Neighbors mostly thrilled by councilmember’s plan; developers split. The eventual goal is to move high-density housing to the neighborhood’s edges.
In late November, City Councilmember Dan Niziolek (10th Ward) put a moratorium on all development in the Wedge. Niziolek says the entire city is next.
Niziolek said the entire city must have a residential re-zoning because high housing density is concentrated where it shouldn’t be — in the center of the neighborhoods. "The concentration of higher density needs to be on the edges of neighborhoods," he said.
The moratorium, effective immediately, will halt further development in the Wedge for all projects that have yet to apply for variances. However, Niziolek said waivers can be applied for though the planning office.
He said the Wedge (also known as Lowry Hill East) is the perfect neighborhood to start residential remapping because of splotchy zoning throughout.
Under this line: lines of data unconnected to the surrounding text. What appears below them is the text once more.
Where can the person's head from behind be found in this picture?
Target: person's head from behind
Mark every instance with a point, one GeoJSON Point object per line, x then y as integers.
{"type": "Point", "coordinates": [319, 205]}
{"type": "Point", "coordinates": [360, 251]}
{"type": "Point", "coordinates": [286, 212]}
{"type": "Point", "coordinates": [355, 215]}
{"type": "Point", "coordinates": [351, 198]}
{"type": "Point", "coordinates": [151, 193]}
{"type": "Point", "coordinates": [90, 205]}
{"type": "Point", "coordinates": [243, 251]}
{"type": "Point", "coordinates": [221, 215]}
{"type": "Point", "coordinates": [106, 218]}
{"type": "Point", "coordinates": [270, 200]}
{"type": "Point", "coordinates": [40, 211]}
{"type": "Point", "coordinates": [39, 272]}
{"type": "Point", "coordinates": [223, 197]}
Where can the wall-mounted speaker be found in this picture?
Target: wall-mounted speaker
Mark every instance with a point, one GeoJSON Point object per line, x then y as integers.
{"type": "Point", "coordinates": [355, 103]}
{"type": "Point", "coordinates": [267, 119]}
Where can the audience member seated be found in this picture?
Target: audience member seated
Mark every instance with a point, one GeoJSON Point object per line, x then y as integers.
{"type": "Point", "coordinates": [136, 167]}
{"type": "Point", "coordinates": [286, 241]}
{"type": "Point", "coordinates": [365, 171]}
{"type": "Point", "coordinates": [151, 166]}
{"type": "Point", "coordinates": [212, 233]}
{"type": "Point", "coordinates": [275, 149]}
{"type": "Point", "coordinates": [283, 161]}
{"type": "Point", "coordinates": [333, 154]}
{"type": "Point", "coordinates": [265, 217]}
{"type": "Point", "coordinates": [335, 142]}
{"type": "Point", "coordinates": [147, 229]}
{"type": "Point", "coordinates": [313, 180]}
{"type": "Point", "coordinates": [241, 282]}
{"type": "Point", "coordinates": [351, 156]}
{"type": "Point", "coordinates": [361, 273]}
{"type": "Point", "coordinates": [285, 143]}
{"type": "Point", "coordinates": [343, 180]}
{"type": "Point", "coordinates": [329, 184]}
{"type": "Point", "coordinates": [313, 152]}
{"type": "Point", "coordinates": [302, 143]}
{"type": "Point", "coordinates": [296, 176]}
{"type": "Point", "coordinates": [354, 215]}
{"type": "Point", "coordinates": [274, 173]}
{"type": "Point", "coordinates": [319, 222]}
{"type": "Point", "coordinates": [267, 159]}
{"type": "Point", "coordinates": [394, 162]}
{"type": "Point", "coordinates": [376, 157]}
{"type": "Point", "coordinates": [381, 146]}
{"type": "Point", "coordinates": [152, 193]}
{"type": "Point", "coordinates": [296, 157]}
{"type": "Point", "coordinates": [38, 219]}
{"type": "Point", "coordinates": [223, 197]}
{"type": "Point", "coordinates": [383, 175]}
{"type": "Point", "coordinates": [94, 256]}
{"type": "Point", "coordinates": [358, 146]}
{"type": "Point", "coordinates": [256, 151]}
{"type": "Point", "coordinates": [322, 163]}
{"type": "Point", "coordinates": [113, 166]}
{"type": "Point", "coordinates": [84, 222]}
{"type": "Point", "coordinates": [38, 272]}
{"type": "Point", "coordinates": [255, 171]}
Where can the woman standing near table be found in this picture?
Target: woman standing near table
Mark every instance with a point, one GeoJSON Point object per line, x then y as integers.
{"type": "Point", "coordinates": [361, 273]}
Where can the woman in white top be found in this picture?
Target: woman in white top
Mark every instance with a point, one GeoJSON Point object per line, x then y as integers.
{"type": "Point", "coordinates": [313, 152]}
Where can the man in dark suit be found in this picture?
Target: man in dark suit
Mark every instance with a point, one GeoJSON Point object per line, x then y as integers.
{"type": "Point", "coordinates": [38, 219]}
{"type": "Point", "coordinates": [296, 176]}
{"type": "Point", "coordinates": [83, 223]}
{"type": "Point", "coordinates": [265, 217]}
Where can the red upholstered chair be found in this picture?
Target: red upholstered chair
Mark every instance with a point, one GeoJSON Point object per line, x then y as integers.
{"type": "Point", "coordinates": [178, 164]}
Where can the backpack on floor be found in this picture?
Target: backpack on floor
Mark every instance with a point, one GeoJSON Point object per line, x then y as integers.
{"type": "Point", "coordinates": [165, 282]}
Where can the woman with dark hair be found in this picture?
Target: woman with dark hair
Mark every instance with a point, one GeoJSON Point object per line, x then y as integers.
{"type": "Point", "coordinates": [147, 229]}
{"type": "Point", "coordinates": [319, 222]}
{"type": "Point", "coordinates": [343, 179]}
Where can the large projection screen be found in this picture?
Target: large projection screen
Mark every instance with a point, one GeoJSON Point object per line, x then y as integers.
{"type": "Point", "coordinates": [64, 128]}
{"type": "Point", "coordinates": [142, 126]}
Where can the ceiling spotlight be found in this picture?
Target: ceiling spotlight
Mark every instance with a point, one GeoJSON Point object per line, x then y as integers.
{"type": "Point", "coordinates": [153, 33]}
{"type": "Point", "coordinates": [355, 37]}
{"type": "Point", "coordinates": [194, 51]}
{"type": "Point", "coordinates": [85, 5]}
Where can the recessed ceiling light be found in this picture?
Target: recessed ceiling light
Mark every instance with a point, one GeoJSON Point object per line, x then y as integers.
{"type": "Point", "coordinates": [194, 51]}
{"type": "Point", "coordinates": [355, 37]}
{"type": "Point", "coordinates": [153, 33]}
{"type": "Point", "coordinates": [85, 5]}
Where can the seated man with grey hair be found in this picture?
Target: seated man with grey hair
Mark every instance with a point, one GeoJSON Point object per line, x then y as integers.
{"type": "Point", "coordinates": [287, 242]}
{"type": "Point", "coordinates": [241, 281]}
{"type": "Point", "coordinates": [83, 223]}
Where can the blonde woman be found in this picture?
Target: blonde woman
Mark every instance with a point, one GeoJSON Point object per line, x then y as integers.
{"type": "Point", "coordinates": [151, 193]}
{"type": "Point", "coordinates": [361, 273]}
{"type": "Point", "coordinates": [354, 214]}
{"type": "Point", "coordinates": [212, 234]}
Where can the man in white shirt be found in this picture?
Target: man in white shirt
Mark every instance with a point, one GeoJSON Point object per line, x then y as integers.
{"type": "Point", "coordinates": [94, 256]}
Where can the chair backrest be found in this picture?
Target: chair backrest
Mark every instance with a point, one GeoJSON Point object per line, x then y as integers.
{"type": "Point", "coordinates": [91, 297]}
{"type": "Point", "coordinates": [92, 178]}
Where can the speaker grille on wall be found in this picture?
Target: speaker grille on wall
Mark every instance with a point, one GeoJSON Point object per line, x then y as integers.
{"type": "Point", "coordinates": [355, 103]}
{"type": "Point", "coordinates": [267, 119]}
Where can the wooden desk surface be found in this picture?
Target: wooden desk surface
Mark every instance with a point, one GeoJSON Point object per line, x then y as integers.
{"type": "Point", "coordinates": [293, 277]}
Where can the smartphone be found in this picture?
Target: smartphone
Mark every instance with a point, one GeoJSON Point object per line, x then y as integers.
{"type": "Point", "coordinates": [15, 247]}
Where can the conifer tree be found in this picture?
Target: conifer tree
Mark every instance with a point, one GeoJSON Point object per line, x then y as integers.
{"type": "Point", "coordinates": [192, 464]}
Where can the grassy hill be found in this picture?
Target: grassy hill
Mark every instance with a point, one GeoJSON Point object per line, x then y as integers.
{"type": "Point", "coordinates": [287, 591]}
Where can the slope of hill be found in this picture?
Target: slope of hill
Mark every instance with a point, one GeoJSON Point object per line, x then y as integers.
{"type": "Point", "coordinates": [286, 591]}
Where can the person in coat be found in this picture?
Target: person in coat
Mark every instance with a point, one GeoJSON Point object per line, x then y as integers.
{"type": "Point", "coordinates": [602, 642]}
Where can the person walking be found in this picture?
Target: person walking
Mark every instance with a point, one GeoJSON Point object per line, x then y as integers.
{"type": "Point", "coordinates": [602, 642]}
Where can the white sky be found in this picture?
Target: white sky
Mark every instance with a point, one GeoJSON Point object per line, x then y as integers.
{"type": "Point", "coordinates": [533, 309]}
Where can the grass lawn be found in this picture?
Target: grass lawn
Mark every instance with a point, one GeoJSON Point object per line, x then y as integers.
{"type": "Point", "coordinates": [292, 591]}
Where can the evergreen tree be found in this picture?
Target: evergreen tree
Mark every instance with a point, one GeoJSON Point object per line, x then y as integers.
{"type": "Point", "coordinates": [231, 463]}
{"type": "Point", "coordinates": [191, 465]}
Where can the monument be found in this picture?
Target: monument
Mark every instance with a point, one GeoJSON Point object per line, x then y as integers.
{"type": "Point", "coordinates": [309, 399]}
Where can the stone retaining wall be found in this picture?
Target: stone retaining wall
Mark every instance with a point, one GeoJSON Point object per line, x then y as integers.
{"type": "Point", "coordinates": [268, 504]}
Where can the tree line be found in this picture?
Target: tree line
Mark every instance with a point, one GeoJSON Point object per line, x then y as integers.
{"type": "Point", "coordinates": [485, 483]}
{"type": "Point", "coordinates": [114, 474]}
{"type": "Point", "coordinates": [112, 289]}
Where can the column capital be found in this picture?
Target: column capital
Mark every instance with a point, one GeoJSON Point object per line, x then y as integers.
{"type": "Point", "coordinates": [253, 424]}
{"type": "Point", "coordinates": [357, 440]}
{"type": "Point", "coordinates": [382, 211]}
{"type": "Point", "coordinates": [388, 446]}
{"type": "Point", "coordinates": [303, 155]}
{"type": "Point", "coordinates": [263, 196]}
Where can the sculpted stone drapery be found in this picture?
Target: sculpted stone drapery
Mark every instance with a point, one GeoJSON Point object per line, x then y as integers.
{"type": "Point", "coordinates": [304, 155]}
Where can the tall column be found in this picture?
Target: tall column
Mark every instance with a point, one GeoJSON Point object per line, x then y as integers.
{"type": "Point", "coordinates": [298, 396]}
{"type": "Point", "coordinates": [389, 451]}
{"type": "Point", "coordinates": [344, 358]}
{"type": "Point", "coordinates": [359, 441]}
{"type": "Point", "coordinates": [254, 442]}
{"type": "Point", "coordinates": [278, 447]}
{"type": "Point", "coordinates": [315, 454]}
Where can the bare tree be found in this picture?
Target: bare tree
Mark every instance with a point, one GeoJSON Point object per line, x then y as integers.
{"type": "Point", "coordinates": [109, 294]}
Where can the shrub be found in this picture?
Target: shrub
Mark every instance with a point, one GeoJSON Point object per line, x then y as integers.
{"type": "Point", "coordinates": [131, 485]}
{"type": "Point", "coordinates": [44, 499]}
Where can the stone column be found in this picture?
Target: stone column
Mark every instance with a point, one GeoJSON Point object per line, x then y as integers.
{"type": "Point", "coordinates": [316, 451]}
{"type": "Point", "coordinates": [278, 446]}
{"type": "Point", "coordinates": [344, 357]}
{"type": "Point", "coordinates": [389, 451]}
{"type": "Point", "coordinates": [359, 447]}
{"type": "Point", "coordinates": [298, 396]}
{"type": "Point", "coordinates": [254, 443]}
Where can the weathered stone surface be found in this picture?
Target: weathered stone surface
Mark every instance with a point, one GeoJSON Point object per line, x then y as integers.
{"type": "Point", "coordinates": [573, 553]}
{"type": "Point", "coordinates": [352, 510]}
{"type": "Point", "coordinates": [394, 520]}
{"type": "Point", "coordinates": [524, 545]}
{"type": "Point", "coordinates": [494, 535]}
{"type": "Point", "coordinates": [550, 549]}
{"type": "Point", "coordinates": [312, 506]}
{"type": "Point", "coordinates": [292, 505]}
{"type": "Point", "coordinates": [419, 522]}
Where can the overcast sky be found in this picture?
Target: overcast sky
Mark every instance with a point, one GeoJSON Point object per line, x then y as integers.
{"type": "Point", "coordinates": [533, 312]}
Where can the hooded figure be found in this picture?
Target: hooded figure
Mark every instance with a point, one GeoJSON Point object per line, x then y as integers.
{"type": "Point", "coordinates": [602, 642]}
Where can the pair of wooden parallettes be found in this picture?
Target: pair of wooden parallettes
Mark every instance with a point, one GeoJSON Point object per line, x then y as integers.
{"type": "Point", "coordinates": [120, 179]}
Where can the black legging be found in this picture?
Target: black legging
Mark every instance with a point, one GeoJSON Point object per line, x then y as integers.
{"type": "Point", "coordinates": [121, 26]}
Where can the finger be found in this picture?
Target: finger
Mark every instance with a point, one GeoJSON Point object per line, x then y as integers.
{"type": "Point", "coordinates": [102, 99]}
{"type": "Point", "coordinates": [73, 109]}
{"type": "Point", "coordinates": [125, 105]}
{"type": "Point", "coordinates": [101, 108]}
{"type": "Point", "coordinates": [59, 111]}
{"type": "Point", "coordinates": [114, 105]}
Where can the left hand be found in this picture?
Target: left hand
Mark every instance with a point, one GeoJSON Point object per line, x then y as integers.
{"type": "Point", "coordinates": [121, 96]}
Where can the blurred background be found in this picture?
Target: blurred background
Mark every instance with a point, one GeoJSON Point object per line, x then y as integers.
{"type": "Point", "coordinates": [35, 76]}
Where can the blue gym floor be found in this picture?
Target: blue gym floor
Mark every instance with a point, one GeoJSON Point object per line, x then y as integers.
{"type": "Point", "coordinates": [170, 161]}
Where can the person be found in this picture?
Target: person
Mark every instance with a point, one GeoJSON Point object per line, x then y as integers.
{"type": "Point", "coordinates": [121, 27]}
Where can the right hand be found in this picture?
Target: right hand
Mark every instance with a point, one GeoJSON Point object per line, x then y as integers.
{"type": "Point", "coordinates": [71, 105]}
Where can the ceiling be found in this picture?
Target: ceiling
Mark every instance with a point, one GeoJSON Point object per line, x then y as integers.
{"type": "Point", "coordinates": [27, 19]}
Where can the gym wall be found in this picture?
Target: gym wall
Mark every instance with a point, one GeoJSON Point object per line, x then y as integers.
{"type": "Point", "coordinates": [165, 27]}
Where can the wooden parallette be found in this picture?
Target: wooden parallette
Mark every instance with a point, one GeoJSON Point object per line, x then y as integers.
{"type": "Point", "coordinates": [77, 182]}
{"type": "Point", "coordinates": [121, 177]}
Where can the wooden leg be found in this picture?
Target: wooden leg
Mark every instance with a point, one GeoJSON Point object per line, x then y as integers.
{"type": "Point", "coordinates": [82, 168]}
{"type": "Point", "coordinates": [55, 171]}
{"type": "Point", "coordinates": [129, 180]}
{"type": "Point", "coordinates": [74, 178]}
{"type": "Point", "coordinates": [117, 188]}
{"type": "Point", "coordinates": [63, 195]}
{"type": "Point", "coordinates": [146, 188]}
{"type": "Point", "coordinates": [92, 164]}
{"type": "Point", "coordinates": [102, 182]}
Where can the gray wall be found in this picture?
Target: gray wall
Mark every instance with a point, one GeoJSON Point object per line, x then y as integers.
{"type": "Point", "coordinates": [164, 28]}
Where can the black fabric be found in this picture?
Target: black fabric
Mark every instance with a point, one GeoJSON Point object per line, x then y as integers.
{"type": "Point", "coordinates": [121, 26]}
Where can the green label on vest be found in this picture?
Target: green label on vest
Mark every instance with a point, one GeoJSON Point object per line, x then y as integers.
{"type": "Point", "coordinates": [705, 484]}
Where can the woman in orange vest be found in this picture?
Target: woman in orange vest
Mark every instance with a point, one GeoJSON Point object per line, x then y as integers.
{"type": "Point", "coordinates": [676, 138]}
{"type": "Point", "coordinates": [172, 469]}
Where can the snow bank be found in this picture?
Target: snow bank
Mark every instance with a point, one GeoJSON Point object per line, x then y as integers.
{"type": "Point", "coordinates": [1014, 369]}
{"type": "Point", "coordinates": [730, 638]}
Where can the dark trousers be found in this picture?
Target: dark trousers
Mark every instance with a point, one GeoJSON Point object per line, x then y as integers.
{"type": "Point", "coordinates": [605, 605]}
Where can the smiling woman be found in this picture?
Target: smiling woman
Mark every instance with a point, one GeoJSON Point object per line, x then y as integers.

That has caused development problems for residents and developers for a long time, he said.
Meg Tuthill, a Lowry Hill East resident for 35 years, said in the 1960s and ’70s, many developers came into the neighborhood and bulldozed beautiful houses to build cheap apartment buildings; most are still scattered throughout the neighborhood today. "Our experience with developers in this neighborhood has not been positive," she said.
Tuthill said that losing houses to development isn’t the threat it once was, but up-zoning current properties — allowing more units in the same space — is. "Once you set the up-zoning, it will come back to bite you," Tuthill said.
She said realtors and developers, often from surrounding suburbs, look at the Wedge as a place for investment property, but don’t really care about the neighborhood. "Our properties cannot become cash cows," Tuthill said.
Although re-zoning the Wedge won’t change its current rental properties, she said it would stop new multi-unit buildings from being focused in the neighborhood’s interior.
Wedge homeowners David and Catherine Loy bought an old Victorian house in the neighborhood and restored it, putting a lot of care into their property, something they say a lot of developers don’t do. "People don’t seem to care about the neighborhood unless they live there," David Loy said.
Although Catherine Loy said she likes having rental properties in the neighborhood, because of the current zoning, the Wedge is too dense with housing units. "Make Kenwood more dense and see how well that goes over," she said.
Catherine Loy said the moratorium would give everyone a chance to study the current hodge-podge of zoning. "If there’s going to be more density, it’s a good idea to push it to the sides," she said.
Catherine Loy said to make the moratorium worthwhile, all Wedge residents have to get involved with the rezoning to keep the congestion from getting worse.
Azzam Sabri, a private redeveloper in Lowry Hill East, said the moratorium will hurt housing development that is desperately needed in the inner city. Niziolek, Sabri said, "is actually putting practical life essentials on the shelf to make things cute."
Sabri said during his 32 years as a developer, the city has made it increasingly difficult to redevelop sites and make them look nice, recommending ugly materials. "They are not supportive of rental development," he said, "They just want to make another Kenwood."
Sabri said he feels frustrated because the councilmembers making these development decisions have no experience in design or development. "Gary Schiff was a women’s studies major in college, and Robert Lilligren was an usher at the Guthrie," he said. "What do they know about development?"
Developers should be left alone to be creative, Sabri said, and try to make more elegant and beautiful housing in the city, like in Europe, which has high-density housing, but makes it look good.
First-time developer John Parod thinks the moratorium is a good idea. He has only one property, at 2401 Dupont Ave. S. on the neighborhood’s edge, but said the Wedge’s zoning has caused him problems.
Parod’s building carries C1 zoning, allowing rental units and commercial uses. He wants to redevelop the property into a 16-unit apartment building with 16 spaces of underground parking, requiring at least an R5 zoning designation. The surrounding properties have varied zoning — some for high-density rental at R5, the level Parod is seeking, while others are zoned for much less density.
Parod said the varied zoning made it difficult to get neighborhood approval for his plans; it eventually took 11 months. "They have a Not-In-My-Back-Yard mentality," he said, "but there’s a need for redevelopment in the neighborhood."
Instead of a flat-out moratorium, Sabri favors a zoning overlay, which would allow carriage houses on top of garages. He said that would allow increased density, and improve safety by putting eyes toward the alleys. "Carriage houses are quaint looking and make up housing, so you don’t have to have so many apartment units in old houses," Sabri said.
The neighborhood group
Sonja Hayden, the Lowry Hill East Neighborhood Association’s Zoning and Planning Committee chair, said her group is working on comprehensive neighborhood zoning to help guide the remapping.
She said there is room for smaller neighborhood development and a new plan can give residents and developers a more solid idea of what to expect.
Niziolek said he is still getting started on the project and will be set up with a team in the city’s planning department shortly to devise a plan of action.